Tesla is poised to defend itself and its Autopilot technology in twin trials this coming September and October. The trials could affect the narrative surrounding Tesla and its self-driving program, which CEO Elon Musk has argued is close to being ready for mainstream use.
Elon Musk has been pretty open about the idea that Tesla’s self-driving program is what will determine whether the company becomes a financial success or not. In this light, Musk has predicted several times now that Tesla would achieve true self-driving, but his predictions are yet to be proven true.
As noted in a Reuters report, Tesla is currently facing two trials in quick succession. The first is scheduled for mid-September, and it involves a civil complaint alleging that Autopilot caused Micah Lee’s Model 3 to suddenly veer off a highway at 65 mph, strike a palm tree, and burst into flames. The 2019 crash resulted in Lee’s death and serious injuries to two passengers.
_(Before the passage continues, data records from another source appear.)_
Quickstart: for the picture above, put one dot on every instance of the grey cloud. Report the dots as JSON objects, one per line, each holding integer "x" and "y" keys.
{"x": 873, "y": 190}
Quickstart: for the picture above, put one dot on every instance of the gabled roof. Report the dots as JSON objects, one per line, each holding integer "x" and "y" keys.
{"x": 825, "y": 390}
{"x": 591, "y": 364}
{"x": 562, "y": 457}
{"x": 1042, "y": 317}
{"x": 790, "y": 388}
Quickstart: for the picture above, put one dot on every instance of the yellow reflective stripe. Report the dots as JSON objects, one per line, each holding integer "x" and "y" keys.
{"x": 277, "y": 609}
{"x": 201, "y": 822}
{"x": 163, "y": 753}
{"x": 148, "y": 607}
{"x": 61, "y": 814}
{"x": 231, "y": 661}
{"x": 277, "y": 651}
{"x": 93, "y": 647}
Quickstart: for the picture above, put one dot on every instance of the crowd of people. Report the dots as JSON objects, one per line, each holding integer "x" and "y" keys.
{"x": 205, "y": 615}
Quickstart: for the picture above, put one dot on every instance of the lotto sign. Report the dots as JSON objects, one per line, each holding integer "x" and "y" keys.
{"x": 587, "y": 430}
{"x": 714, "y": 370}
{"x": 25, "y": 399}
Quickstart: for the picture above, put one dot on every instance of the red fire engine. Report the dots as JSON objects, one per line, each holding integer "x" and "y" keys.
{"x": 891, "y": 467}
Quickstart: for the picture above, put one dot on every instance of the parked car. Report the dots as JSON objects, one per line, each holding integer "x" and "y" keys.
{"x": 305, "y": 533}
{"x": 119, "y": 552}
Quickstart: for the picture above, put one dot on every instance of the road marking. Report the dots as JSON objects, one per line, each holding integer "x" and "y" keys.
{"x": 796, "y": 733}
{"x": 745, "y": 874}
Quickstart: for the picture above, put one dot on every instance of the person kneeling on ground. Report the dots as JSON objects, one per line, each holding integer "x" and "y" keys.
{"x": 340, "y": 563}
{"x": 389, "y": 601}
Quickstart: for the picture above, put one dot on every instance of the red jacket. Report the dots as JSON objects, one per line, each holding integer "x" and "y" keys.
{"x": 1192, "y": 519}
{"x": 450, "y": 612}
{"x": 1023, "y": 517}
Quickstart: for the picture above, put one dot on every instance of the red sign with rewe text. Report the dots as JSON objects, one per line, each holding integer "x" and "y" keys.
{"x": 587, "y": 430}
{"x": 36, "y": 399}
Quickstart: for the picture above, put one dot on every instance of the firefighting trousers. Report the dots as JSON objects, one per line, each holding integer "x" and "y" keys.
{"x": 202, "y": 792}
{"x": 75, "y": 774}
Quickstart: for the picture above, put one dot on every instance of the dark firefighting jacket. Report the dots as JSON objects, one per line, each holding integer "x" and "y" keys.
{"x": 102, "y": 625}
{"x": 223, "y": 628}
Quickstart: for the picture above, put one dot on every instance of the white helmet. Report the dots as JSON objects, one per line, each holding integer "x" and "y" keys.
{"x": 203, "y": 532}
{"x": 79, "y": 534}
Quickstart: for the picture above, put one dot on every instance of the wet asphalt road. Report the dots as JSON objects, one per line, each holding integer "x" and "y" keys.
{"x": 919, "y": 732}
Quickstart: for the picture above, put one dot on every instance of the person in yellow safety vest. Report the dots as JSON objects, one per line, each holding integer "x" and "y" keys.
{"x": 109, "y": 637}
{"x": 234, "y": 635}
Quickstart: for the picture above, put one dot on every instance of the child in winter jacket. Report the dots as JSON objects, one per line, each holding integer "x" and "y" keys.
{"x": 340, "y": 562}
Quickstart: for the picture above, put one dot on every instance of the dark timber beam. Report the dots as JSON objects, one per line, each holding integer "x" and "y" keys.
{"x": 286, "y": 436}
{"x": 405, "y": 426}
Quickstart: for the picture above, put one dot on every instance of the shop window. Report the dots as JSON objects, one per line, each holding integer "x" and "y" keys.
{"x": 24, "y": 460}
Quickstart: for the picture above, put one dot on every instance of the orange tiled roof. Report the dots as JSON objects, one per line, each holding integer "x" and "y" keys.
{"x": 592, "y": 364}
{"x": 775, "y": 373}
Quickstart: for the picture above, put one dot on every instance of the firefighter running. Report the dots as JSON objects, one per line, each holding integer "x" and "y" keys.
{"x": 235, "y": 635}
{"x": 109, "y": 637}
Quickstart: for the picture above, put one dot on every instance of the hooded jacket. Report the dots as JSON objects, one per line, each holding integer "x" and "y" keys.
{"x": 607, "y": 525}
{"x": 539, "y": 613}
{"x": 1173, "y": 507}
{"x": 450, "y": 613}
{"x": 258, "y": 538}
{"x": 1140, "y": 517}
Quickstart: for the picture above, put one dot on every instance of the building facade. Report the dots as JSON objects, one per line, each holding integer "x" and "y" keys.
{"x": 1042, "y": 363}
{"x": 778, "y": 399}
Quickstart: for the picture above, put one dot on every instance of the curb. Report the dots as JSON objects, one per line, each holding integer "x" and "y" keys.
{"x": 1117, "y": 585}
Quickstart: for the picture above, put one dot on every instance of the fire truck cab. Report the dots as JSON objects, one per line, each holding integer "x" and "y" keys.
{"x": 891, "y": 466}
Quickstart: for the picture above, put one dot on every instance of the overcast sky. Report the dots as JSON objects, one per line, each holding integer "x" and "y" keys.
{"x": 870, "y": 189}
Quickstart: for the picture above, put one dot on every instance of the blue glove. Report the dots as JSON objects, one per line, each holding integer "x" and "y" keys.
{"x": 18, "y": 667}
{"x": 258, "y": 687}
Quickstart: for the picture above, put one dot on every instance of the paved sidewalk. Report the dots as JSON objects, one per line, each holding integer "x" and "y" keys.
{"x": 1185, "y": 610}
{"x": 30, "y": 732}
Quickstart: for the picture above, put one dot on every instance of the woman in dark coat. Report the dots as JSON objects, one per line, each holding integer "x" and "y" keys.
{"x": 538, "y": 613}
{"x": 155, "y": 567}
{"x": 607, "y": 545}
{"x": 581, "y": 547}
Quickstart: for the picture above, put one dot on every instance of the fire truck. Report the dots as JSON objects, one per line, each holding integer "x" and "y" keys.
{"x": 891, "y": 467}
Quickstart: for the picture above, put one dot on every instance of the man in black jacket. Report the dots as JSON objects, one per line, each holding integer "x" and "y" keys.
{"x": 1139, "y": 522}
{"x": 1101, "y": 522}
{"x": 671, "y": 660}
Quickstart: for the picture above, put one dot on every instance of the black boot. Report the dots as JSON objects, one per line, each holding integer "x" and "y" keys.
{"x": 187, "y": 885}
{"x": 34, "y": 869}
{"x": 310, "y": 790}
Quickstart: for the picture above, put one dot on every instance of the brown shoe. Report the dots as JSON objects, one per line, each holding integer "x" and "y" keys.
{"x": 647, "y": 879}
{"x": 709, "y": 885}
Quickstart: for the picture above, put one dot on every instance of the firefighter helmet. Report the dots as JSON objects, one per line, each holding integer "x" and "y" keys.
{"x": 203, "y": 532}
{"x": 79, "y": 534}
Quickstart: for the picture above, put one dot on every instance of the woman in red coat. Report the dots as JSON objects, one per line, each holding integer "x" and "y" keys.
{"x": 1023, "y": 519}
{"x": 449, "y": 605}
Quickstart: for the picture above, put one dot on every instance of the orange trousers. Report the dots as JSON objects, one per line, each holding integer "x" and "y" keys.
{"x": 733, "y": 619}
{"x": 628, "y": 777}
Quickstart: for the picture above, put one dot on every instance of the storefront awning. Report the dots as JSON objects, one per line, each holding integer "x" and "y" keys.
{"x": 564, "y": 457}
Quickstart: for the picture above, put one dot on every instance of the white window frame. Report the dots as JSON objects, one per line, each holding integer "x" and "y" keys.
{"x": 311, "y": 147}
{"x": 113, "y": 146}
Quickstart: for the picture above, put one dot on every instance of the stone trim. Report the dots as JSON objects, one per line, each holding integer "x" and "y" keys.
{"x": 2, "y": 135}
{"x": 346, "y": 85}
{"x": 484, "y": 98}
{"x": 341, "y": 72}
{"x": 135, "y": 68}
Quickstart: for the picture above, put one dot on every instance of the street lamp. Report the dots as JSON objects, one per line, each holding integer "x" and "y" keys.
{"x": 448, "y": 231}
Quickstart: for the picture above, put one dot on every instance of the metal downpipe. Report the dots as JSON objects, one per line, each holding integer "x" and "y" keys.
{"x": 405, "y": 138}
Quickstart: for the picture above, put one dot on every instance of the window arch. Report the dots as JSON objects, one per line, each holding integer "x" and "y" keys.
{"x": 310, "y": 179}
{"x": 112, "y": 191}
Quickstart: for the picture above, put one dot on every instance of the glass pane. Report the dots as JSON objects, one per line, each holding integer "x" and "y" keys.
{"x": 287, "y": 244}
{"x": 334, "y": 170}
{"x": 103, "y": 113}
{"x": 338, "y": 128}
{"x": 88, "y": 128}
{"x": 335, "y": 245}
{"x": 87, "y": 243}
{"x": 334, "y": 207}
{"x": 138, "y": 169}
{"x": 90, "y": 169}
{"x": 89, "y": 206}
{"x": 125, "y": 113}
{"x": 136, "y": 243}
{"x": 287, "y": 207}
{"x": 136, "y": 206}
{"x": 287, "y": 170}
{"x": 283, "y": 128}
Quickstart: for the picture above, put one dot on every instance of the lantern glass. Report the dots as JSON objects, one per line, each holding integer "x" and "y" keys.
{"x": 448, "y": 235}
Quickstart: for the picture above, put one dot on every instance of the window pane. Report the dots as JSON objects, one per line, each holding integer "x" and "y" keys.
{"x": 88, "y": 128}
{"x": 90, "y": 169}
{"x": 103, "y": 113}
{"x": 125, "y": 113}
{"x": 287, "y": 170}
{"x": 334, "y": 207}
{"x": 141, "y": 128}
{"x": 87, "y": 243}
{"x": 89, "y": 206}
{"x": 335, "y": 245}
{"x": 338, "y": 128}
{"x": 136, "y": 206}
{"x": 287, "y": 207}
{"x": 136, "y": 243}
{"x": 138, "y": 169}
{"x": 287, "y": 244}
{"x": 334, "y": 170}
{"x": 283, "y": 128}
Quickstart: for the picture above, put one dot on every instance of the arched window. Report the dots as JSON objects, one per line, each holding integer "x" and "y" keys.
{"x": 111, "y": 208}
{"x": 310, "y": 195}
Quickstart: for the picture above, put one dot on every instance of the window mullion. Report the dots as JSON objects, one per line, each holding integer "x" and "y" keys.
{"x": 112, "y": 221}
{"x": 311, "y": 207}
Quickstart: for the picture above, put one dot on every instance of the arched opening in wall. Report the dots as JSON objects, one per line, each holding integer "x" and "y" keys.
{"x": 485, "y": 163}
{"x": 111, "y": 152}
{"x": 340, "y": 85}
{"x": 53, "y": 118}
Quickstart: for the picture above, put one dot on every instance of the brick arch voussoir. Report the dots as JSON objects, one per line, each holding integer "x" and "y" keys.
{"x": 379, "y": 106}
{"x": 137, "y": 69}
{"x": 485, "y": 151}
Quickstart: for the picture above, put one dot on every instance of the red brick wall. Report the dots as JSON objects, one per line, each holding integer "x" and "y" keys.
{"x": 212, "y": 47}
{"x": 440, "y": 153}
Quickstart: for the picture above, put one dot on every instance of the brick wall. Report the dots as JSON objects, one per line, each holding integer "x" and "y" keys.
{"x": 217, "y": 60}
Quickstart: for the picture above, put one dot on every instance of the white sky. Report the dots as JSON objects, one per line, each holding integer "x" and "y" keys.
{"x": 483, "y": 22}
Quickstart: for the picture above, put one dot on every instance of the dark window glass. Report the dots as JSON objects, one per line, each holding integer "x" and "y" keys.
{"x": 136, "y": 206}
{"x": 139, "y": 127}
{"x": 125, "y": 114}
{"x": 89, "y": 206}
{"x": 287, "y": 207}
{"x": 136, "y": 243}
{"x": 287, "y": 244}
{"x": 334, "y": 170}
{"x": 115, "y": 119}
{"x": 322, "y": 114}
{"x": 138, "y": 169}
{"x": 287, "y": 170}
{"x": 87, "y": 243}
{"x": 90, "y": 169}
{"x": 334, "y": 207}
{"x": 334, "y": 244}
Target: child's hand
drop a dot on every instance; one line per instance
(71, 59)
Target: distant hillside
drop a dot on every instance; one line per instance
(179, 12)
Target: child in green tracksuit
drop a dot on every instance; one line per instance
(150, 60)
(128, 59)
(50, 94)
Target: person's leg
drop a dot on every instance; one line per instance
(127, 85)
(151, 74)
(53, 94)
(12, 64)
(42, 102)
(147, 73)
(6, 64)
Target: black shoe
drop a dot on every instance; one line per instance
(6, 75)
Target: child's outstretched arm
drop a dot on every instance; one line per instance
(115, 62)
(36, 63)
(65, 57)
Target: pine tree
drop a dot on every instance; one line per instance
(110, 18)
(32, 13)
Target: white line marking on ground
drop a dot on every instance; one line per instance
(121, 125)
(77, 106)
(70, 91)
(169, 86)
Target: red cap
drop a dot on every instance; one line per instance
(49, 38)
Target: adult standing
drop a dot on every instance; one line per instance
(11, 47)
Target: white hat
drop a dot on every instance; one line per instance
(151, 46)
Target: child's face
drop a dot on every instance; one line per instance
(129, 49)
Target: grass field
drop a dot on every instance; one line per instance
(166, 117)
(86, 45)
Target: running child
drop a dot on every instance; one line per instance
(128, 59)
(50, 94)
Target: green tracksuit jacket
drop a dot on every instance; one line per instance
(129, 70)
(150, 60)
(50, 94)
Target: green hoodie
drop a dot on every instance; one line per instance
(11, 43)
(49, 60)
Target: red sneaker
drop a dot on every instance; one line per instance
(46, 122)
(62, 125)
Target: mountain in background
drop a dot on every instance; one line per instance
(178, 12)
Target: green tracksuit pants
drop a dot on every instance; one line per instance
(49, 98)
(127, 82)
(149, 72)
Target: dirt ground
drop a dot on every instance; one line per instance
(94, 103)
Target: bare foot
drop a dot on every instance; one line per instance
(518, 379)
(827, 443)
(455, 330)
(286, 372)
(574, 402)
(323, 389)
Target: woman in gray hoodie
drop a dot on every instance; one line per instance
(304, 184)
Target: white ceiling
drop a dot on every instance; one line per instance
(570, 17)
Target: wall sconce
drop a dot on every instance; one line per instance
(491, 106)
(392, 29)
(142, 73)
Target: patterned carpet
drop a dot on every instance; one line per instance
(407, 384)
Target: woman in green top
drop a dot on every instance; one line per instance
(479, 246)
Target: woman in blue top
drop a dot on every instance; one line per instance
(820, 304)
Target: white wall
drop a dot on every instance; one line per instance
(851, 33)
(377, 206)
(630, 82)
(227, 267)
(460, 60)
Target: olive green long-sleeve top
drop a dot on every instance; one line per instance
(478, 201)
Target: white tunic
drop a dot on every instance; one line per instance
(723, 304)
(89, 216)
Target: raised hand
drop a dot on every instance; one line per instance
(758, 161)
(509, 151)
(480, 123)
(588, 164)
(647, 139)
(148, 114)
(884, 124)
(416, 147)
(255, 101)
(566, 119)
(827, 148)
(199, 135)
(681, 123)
The lawsuit against Tesla was filed by the passengers and Lee’s estate, with the plaintiffs accusing Tesla of pushing Autopilot while knowing that the driver-assist suite and other safety systems were defective when it sold the vehicle. Tesla, for its part, has denied liability for the crash, and argued that Lee had consumed alcohol before getting behind the wheel of the ill-fated vehicle. Tesla also noted that it was not clear if Autopilot was engaged at the time of the crash.
The next case is set for early October, and it involves a fatal incident regarding Stephen Banner, whose Model 3 crashed into a trailer that had pulled into the road. The incident resulted in the 18-wheeler shearing off the Tesla’s roof, resulting in Banner’s death. As per the lawsuit, which was filed by Banner’s spouse, Autopilot allegedly failed to brake, steer, or do anything to avoid the collision.
Similar to Lee’s crash, Tesla has maintained that driver error was the reason behind the fatal incident. Tesla also noted in court documents that drivers must always pay attention to the road and keep their hands on the steering wheel while Autopilot is engaged. “There are no self-driving cars on the road today,” Tesla noted.
Matthew Wansley, a former General Counsel of nuTonomy, an automated driving startup and Associate Professor of Law at Cardozo School of Law, noted that the results of the twin cases could set a precedent for other Autopilot complaints. “If Tesla backs up a lot of wins in these cases, I think they’re going to get more favorable settlements in other cases,” he said.
On the other hand, Bryant Walker Smith, a law professor at the University of South Carolina, noted that a loss in the cases could affect the narrative surrounding Tesla’s self-driving efforts. “A big loss for Tesla – especially with a big damages award” could “dramatically shape the narrative going forward,” he said.